I don;t think you have the proper clearance. It is not that interesting anyhow.
Perfect description of the ########
I think it's notorious for lacking completely in culture or community. Does Canberra have a hickish rep in Australia?
The Bill Bryson book about Australia read like a love letter to the country, but the only uncomplimentary things he had to say were about Canberra - sterile, without culture, etc.
"Petrograd" would be a cool name for a premium gasoline. "Your performance car will make the grade with Petrograd!" Porsche, dweeby looking guy, and hot chick zoom off on highway 101 or something.

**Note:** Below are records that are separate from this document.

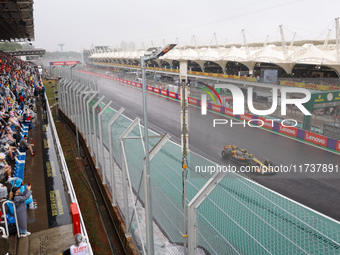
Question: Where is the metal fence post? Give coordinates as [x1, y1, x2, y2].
[107, 108, 124, 206]
[79, 90, 91, 134]
[81, 90, 93, 135]
[97, 100, 112, 184]
[90, 96, 105, 161]
[85, 92, 98, 148]
[119, 118, 139, 236]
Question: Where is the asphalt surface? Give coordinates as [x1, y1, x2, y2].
[99, 79, 340, 221]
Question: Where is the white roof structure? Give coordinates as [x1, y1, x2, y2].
[90, 39, 340, 74]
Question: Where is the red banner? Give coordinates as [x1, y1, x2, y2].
[211, 104, 221, 112]
[65, 61, 80, 66]
[305, 131, 327, 147]
[240, 113, 253, 121]
[50, 61, 65, 66]
[189, 97, 197, 105]
[255, 117, 273, 130]
[169, 92, 176, 98]
[224, 108, 235, 117]
[279, 124, 297, 137]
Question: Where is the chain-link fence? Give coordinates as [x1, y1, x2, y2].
[53, 68, 340, 254]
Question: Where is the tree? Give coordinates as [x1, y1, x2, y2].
[0, 42, 22, 51]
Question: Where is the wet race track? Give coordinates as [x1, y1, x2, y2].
[99, 79, 340, 220]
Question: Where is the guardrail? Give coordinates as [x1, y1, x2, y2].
[45, 90, 94, 255]
[94, 62, 340, 91]
[77, 70, 340, 152]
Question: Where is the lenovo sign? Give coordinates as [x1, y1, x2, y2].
[279, 124, 297, 137]
[305, 131, 327, 147]
[201, 84, 311, 116]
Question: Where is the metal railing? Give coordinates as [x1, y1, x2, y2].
[2, 200, 20, 238]
[54, 67, 340, 254]
[45, 86, 93, 255]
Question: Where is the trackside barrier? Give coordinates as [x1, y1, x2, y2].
[77, 70, 340, 152]
[44, 92, 93, 255]
[94, 62, 340, 91]
[70, 203, 81, 235]
[58, 70, 340, 255]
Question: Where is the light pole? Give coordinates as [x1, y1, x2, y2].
[140, 44, 176, 255]
[70, 65, 76, 80]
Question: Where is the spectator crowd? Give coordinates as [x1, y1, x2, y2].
[0, 51, 45, 237]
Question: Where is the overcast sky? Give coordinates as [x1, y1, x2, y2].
[33, 0, 340, 52]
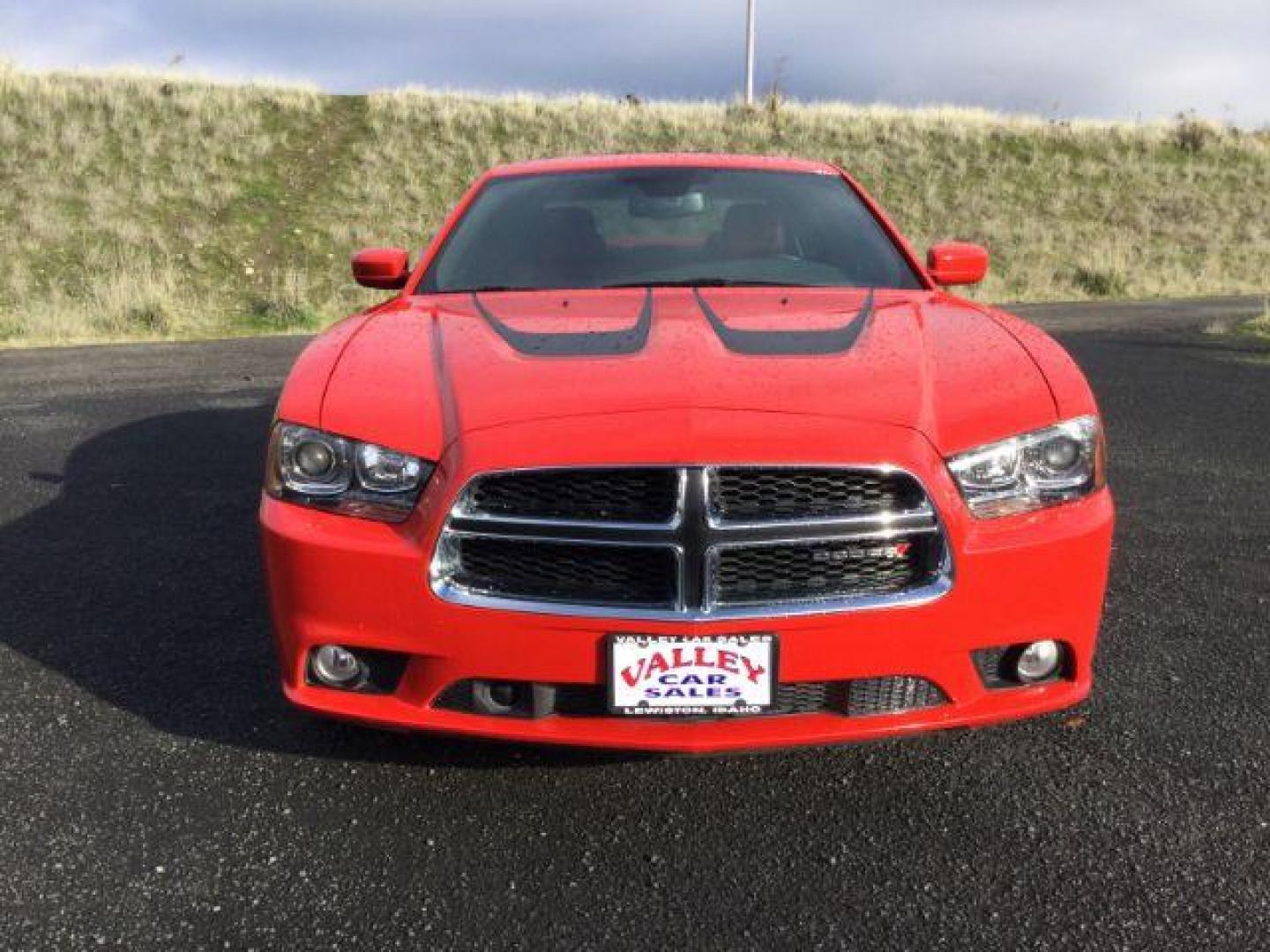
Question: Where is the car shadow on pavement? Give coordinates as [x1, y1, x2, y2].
[0, 405, 645, 768]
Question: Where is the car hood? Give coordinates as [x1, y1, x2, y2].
[321, 288, 1057, 458]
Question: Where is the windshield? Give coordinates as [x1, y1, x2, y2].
[418, 167, 922, 294]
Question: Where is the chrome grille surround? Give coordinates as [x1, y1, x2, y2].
[430, 464, 952, 621]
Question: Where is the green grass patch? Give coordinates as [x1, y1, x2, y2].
[0, 67, 1270, 346]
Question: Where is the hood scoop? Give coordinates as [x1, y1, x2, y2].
[473, 288, 653, 357]
[473, 288, 874, 357]
[692, 288, 874, 357]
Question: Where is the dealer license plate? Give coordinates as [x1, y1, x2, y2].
[609, 635, 776, 718]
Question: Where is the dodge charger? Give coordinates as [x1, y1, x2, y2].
[260, 155, 1114, 753]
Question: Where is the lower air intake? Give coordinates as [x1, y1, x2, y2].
[433, 677, 947, 719]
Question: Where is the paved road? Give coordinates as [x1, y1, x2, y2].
[0, 296, 1270, 949]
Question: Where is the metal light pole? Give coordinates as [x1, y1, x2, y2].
[745, 0, 757, 106]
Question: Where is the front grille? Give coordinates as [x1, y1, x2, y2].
[433, 675, 947, 719]
[432, 465, 950, 618]
[452, 536, 677, 608]
[461, 468, 678, 523]
[847, 677, 947, 718]
[710, 467, 924, 522]
[710, 537, 938, 606]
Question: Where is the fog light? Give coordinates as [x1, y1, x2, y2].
[1015, 640, 1063, 683]
[312, 645, 362, 688]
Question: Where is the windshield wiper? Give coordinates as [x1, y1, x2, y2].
[601, 278, 818, 288]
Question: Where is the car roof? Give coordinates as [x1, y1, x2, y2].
[489, 152, 838, 176]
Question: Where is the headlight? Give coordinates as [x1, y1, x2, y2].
[949, 416, 1103, 519]
[265, 423, 436, 522]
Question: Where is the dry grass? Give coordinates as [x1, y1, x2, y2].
[0, 67, 1270, 343]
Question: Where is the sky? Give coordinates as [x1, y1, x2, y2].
[0, 0, 1270, 127]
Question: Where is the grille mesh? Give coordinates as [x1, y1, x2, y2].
[711, 539, 931, 606]
[467, 468, 679, 522]
[847, 677, 947, 718]
[710, 467, 924, 522]
[432, 465, 950, 615]
[434, 675, 947, 719]
[455, 536, 677, 608]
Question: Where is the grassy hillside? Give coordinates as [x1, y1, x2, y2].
[0, 67, 1270, 344]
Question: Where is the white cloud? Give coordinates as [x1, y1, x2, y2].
[0, 0, 1270, 124]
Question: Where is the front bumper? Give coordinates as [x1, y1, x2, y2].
[260, 421, 1114, 753]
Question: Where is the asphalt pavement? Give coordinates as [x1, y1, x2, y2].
[0, 300, 1270, 949]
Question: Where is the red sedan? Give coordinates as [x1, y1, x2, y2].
[260, 155, 1114, 751]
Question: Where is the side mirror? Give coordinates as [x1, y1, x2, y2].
[926, 242, 988, 285]
[353, 248, 410, 291]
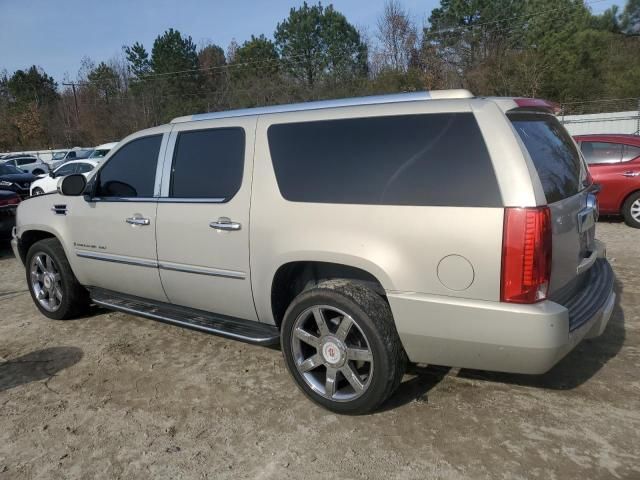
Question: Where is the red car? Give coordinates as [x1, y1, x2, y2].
[574, 134, 640, 228]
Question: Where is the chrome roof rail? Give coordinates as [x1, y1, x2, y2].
[171, 89, 473, 123]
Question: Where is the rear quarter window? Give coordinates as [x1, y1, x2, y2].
[268, 112, 502, 207]
[508, 113, 584, 203]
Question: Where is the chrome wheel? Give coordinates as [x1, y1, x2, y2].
[291, 305, 374, 402]
[30, 252, 62, 312]
[629, 198, 640, 222]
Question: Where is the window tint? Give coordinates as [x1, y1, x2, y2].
[509, 113, 584, 203]
[622, 145, 640, 162]
[580, 142, 622, 164]
[76, 163, 93, 173]
[170, 128, 244, 200]
[268, 113, 502, 207]
[96, 135, 162, 198]
[56, 163, 76, 176]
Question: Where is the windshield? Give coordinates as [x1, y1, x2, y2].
[0, 165, 24, 175]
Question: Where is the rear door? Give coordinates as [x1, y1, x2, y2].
[580, 140, 625, 213]
[508, 112, 597, 294]
[157, 117, 257, 321]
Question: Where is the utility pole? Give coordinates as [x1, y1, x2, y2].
[62, 83, 80, 125]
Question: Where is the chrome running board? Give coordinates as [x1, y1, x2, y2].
[89, 288, 280, 345]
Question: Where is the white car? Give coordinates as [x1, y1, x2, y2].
[30, 159, 99, 196]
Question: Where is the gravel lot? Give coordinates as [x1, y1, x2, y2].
[0, 220, 640, 480]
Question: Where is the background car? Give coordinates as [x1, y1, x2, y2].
[1, 155, 51, 175]
[89, 142, 118, 160]
[0, 190, 20, 238]
[31, 159, 99, 196]
[574, 135, 640, 228]
[0, 163, 37, 199]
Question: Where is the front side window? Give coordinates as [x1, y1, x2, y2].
[95, 135, 162, 198]
[580, 142, 622, 164]
[76, 163, 93, 173]
[169, 127, 245, 201]
[56, 163, 75, 177]
[267, 112, 502, 207]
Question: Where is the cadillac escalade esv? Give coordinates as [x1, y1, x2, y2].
[13, 90, 615, 414]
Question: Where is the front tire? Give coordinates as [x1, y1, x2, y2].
[622, 192, 640, 228]
[281, 280, 407, 415]
[26, 238, 89, 320]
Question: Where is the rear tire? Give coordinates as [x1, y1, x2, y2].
[25, 238, 90, 320]
[622, 192, 640, 228]
[281, 280, 407, 415]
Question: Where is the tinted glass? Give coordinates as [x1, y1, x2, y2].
[96, 135, 162, 198]
[268, 113, 502, 207]
[56, 163, 76, 176]
[0, 163, 24, 175]
[170, 128, 244, 200]
[76, 163, 93, 173]
[580, 142, 622, 164]
[509, 113, 583, 203]
[622, 145, 640, 162]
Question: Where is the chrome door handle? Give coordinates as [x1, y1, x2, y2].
[125, 217, 151, 225]
[209, 217, 242, 231]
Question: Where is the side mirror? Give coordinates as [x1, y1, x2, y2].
[58, 173, 87, 197]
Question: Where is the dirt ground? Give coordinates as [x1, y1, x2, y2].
[0, 221, 640, 480]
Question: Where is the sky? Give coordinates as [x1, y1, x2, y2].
[0, 0, 624, 83]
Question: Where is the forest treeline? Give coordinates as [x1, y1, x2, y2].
[0, 0, 640, 151]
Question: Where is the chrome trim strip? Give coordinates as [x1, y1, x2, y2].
[153, 132, 170, 197]
[89, 197, 158, 203]
[160, 131, 178, 197]
[158, 262, 247, 280]
[76, 249, 158, 268]
[171, 89, 473, 124]
[91, 298, 271, 344]
[158, 197, 227, 203]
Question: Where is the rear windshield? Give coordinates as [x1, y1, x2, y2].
[508, 113, 584, 203]
[268, 113, 502, 207]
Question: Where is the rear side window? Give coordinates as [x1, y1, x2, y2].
[170, 128, 244, 201]
[268, 113, 502, 207]
[580, 142, 622, 164]
[622, 145, 640, 162]
[508, 113, 583, 203]
[95, 135, 162, 198]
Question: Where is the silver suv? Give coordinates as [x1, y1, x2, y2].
[13, 90, 615, 414]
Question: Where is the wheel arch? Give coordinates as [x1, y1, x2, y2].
[618, 188, 640, 213]
[270, 260, 386, 328]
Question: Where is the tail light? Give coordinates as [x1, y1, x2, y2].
[0, 196, 20, 207]
[500, 207, 551, 303]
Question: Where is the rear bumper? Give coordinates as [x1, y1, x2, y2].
[387, 258, 616, 374]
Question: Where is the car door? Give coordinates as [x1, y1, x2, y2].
[64, 127, 169, 301]
[156, 118, 257, 320]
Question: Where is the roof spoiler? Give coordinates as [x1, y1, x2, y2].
[513, 97, 562, 115]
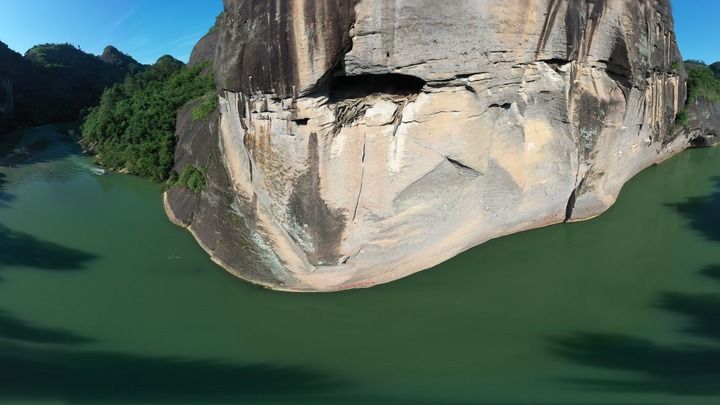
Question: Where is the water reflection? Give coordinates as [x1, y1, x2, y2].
[0, 173, 15, 208]
[551, 178, 720, 395]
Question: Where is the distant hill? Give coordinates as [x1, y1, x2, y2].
[0, 42, 145, 131]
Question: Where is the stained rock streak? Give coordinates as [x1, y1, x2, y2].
[167, 0, 716, 291]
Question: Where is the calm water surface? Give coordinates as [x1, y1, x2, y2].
[0, 127, 720, 405]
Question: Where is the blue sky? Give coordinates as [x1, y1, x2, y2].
[0, 0, 720, 63]
[672, 0, 720, 63]
[0, 0, 222, 63]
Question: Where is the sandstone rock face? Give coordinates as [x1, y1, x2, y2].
[166, 0, 689, 291]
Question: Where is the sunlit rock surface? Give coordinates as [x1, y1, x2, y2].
[166, 0, 697, 291]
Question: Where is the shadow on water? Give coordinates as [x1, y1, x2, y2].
[0, 125, 82, 167]
[0, 219, 343, 403]
[0, 344, 342, 403]
[551, 178, 720, 395]
[0, 173, 15, 208]
[0, 225, 95, 271]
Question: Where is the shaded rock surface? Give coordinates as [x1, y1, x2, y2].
[166, 0, 714, 291]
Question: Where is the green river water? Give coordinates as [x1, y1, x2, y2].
[0, 127, 720, 405]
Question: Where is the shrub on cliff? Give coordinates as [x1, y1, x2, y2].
[685, 61, 720, 103]
[82, 56, 215, 181]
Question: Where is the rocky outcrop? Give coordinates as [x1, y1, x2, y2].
[681, 99, 720, 147]
[166, 0, 716, 291]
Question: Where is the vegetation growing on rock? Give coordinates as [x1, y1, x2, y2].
[82, 56, 215, 181]
[685, 61, 720, 103]
[192, 91, 218, 121]
[174, 165, 206, 193]
[0, 42, 144, 127]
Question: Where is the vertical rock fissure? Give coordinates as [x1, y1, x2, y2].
[350, 135, 367, 222]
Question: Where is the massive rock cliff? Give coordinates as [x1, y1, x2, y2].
[166, 0, 712, 291]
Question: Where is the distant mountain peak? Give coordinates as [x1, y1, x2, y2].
[100, 45, 141, 71]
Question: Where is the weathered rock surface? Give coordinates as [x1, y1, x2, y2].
[166, 0, 706, 291]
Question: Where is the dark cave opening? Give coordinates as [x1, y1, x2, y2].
[330, 73, 426, 100]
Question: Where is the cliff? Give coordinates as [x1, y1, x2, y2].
[166, 0, 714, 291]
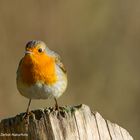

No, Petrograd is something that the Russians renamed it in 1914, because they thought ?????-?????????? sounded german. Which of course was Peter the Great's intention, westernizer as he was.
Nowadays it is ?????-??????????.
Phil has it right, Canberra is the country's pie-hole. Full of bogans and public service employees. It's the one major city here that is NOT located on a picturesque harbour or beachfront. Why would you live on island and live in the middle of it?
Its brutally hot in the summer and effing cold in the winter(by aussie standards), and besides as we say, "its the arsehole of australia as 10 million flies can't be wrong."
In 1900, Washington, D.C. was a total backwater, until the pMcMillan Plan, and even for a while after that.
From what I have gathered from Washington Before the War and various historical markers around the city, DC was a small town compared to other East Coast cities, but it wasn't antiseptic and had developed some neighborhood charm. The New Deal and WWII changed the city into the metropolis it is today.